La teoría de los bienes primarios se convierte en la reconversión rawlsiana de la teoría bien aristotélico y kantiana, imprimiéndoles a las mismas un giro bastante sui géneris. Con ello, Rawls busca demostrar que, primero, hablar del bien en el contexto de una sociedad es tener en cuenta esos mínimos bienes primarios a través de los cuales el hombre logra la felicidad (Aristóteles); y, segundo, que la racionalidad (Kant) de las partes debe connotar una proyección concreta en la realización de los planes de vida del ciudadano que tiene que ser contemplada, al menos genéricamente, en la discusión sobre los principios de justicia.

Programa mínimo de derechos humanos

De lo anterior podríamos inferir el siguiente programa mínimo de derechos humanos, tal como históricamente se han presentado y pueden ser planteados desde el contrato social hobbesiano y la teoría de la justicia de Rawls:

1. Derecho a la paz;

2. Derecho a la vida;

3. Derecho a igual libertad para todos, en el sentido de que:

a) una libertad menos extensa debe reforzar el sistema total de libertades compartido por todos;

b) una libertad menor que la libertad igual debe ser aceptada por aquellos que tienen una libertad menor.

4. Derecho a la diferencia y la justa igualdad de oportunidades, en el sentido de que:

a) la desigualdad de las oportunidades debe aumentar las oportunidades de los que tengan menos;

b) una cantidad excesiva de ahorro debe mitigar el peso de aquellos que soportan esta carga.

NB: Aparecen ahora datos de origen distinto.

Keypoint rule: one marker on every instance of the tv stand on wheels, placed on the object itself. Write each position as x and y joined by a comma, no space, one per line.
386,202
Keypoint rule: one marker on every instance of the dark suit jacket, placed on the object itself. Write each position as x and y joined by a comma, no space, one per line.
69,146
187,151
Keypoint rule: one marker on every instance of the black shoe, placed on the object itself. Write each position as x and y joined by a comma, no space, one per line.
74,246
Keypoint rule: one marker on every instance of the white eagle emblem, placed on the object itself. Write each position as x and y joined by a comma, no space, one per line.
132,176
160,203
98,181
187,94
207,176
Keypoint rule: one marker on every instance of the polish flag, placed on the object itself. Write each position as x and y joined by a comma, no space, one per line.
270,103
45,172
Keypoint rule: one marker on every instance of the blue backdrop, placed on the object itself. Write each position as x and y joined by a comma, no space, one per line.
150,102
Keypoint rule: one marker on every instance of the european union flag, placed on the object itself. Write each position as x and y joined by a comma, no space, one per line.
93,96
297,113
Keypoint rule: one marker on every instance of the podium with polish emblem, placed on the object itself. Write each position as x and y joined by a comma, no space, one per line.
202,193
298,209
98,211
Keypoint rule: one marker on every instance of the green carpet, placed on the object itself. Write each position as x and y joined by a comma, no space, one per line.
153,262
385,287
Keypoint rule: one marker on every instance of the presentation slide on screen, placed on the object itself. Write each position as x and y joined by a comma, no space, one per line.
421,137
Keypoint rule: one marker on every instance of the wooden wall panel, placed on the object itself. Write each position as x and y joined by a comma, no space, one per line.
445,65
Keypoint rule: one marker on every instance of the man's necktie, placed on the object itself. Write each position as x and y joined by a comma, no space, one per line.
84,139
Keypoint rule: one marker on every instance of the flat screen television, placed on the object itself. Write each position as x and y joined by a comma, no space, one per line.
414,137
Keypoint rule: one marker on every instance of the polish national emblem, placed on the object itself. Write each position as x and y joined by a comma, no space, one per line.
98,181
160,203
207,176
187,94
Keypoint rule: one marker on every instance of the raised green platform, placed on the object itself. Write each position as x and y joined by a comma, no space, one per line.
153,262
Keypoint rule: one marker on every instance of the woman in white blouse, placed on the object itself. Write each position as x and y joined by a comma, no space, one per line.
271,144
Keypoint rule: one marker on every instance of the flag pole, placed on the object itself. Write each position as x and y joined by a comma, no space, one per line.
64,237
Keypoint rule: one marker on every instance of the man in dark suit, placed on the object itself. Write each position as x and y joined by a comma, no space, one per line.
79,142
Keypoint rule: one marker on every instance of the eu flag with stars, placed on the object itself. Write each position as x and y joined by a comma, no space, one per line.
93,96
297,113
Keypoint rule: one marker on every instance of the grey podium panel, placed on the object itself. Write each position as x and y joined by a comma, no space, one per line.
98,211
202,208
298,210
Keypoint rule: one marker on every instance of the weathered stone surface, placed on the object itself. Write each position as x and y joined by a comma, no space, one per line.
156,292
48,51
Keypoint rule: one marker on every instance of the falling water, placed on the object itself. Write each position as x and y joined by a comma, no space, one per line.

5. Derecho a los bienes primarios que permitan la plena realización de la persona y la ciudadanía democrática;

6. Derecho a una justicia procedimental pura;

7. Derecho a la objeción de conciencia y la desobediencia civil.



[1]     Véase Óscar Mejía y Arlene Tickner, "Hacia una teoría del Estado democrático en América Latina", en Colombia Internacional (N° 16), Bogotá, Centro de Estudios Internacionales (Universidad de los Andes), 1991.

[2]     Thomas Hobbes, Leviathan, London: Penguin Classics, 1985.

[3]     C.B. Macpherson, "Introduction", en Thomas Hobbes, Leviathan, London, Penguin Classics, 1985.

[4]    Thomas Hobbes, Leviathan (capítulo XIV), London, Penguin Classics, 1985.

[5]    Ibid., capítulo XIV.

[6]    Ibid.

[7]    Ibid.

[8]    Ibid.

[9]    John Rawls, Teoría de la justicia, México, FCE, 1979.

[10]   Ibid., pp. 35-40.

[11]   Ibid., p. 35.

[12]   Ibid., p. 35.

[13]   Ibid., p. 36.

[14]   Ibid., p. 36.

[15]   Ibid.

[16]   Ibid., p. 37.

[17]   Ibid., p. 163.

[18]   Ibid., p. 166.

[19]   Ibid., p. 167.

[20]   Ibid., p. 83.

[21]   Ibid., pp. 340-341.

[22]   Ibid., p. 341.

[23]   Ibid.

[24]   Ibid., pp. 169-170.

[25]   John Rawls, "Unidad social y bienes primarios", en Justicia como equidad, Madrid, Tecnos, 1986, pp. 187-211.

[26]   John Rawls, Teoría de la justicia, México, FCE, 1979, pp. 289-290.